Michael Pasquinilli is vice president, engineering, for the on-demand business unit of Concurrent, where he oversees the design and development of new products and applications to meet the growing needs of the on-demand industry, including mapping product strategy. He has extensive experience on both sides of the industry, having held positions at Cox Communications and Scientific Atlanta before joining Concurrent in 2006.

What sort of "time shifting" trends are you tracking most closely?

Concurrent was the first VOD vendor to commercially launch Start Over with Time Warner. Look Back, from a VOD technology standpoint, looks like Start Over but requires much more storage. These types of services seem to be very popular with subscribers.

Our customers have also voiced a desire to record and place broadcast content into their VOD menus. I believe that all these services are leading toward true network DVR systems. Ad replacements and targeted ad placements will be the next technological hurdle necessary to overcome on the way towards full channel line-up nDVR.

What activity are you seeing among customers on VOD architectures?

The general trend continues to favor centralized VOD architectures. The Concurrent MediaHawk solution can support centralized, distributed and hybrid configurations equally well, so we adapt to our customer’s preference. One of the trends we are seeing is a requirement for both the large VOD storage libraries and VOD back offices to support multiple sites.
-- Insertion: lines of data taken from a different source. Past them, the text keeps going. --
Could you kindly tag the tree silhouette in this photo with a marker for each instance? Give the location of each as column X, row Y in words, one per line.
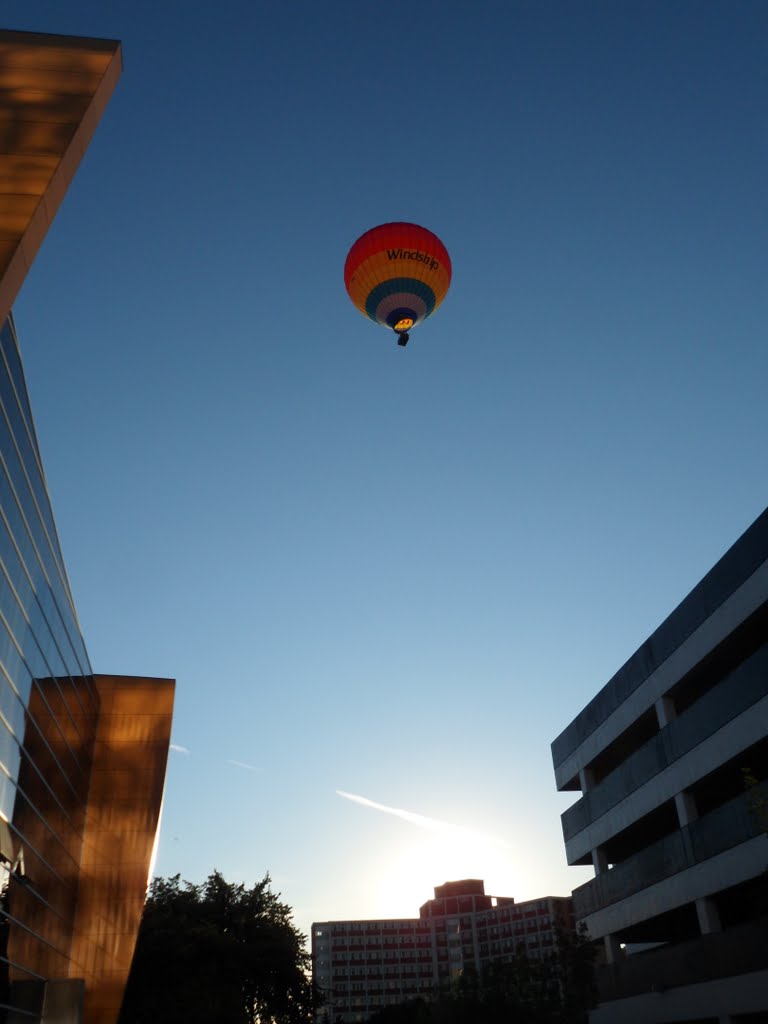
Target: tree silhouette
column 220, row 952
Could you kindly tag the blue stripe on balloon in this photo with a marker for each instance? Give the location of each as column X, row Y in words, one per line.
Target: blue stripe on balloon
column 407, row 285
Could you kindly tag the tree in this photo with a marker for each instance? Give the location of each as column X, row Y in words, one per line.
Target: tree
column 220, row 952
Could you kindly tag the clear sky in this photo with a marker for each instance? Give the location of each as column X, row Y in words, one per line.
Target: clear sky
column 398, row 572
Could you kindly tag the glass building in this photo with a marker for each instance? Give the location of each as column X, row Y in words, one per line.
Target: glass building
column 82, row 756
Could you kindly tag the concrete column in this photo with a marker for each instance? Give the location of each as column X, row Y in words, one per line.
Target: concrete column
column 687, row 811
column 709, row 919
column 599, row 859
column 586, row 779
column 612, row 948
column 666, row 711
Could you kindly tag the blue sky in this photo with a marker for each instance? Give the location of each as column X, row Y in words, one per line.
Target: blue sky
column 398, row 572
This regionalization makes economic sense from a capital standpoint as well as centralizing operations.

Another major change in VOD is that services like Start Over are blurring the line between broadcast and on-demand services. As more and more VOD services cross into the broadcast domain, subscribers will be much less tolerant of denial of services. This is making the MSOs focus much more on VOD redundancy, fault tolerance, failover and very high availability of services. Concurrent’s MediaHawk 4500 VOD system comes to market at a perfect time to address these higher emphases on VOD QoS.

What’s the next step in on-demand navigation?

The cable industry should turn to the Internet to learn how to sell vast amounts of content. Sites like Amazon.com have many more products than cable has videos, yet they do very well using product photos, promotions, recommendations, user ratings, product rankings, communities, blogs and discounts to keep relevant products in front of consumers. Cable could do a fraction of these tactics and see improvements.

Which navigational technologies seem most promising?

Technologies that allow for rich graphics and mosaic style scaled video have the most promise. If the set-top can’t support these features, headend technologies are available today for developing graphically rich VOD content showcases. For advanced digital set-tops, an HTML-based authoring and hosting environment like Concurrent’s commercially deployed MHPilot has allowed our customers to quickly develop and deploy new VOD client applications.

How does high definition impact the on-demand infrastructure and business?

Having HD VOD content is a necessary marketing tool for the cable operator, but these movies require so much more storage and bandwidth, compared to standard definition, it seems unlikely that the service is attractive from a return on resources standpoint. The cable operators will need to add considerably more streaming capacity than most have in place today if HD VOD becomes popular with a majority of subscribers.

The only technology impact we are seeing today with HD VOD is that the digital video systems must be able to distinguish HD from non-HD set-tops, and the IPG must have intelligence to offer HD VOD to just those set-tops capable of supporting the service.